Reporting its first-half results on Friday, the world's biggest watchmaker, Swatch Group, said that its net profit during the six-month period fell 28 percent, due to a marked decline in the demand for watches amid recession.
However, with an upturn in financial markets enhancing its investments, the company's first-half net profit figures of 301 million Swiss francs managed to beat the average analysts' estimates of 275 million Swiss francs.
With the Swiss watch industry facing its sharpest drop in demand, the sales of the Swatch Group - which makes time pieces ranging from the lower-priced Swatch brand to high-end watches like the prestigious Breguet brand - tumbled 15 percent to 2.48 billion francs. Most of the luxury goods groups - including LVMH, Bulgari and Hermes - reported weak demand for watches.

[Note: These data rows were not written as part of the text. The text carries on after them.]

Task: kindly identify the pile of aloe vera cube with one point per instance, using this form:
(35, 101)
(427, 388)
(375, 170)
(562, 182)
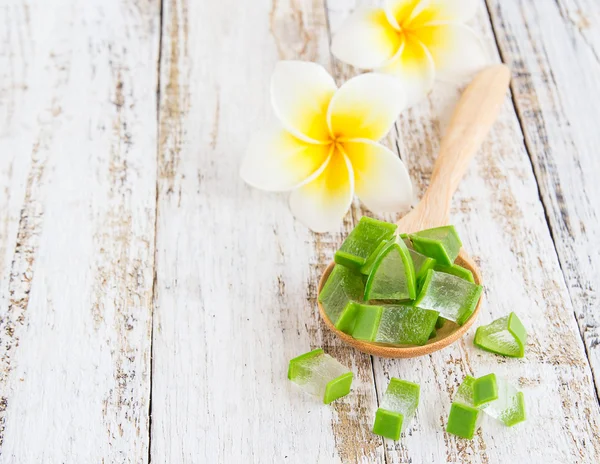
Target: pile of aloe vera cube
(397, 289)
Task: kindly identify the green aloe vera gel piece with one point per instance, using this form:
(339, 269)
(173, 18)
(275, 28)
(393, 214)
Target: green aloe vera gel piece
(320, 375)
(454, 298)
(463, 420)
(439, 243)
(367, 322)
(398, 406)
(456, 270)
(405, 325)
(485, 389)
(364, 242)
(347, 319)
(360, 320)
(341, 289)
(506, 336)
(393, 275)
(421, 263)
(509, 407)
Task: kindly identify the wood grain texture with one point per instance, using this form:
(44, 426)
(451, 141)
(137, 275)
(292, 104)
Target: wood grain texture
(499, 215)
(78, 170)
(82, 160)
(553, 48)
(236, 281)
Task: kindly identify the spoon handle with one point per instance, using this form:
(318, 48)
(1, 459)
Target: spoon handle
(471, 121)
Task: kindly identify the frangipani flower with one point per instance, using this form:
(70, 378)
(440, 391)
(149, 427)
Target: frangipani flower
(417, 41)
(325, 146)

Moreover, Swatch's exports and its operating margin during the period fell 26 percent and 14.7 percent respectively.
Nonetheless, Swatch expects demand to pick up in the year's second half. The company said that its sales have started showing a very 'positive trend' since May, vis-à- vis the first four months.
Commenting on Swatch's optimistic outlook, Citi analyst Thomas Chauvet said: "With an improving macroeconomic outlook, signs of recovery in luxury consumption in emerging markets, and softer sales and earnings comparatives in the second half/fourth-quarter, we argue that Swatch is well positioned against most hard luxury peers."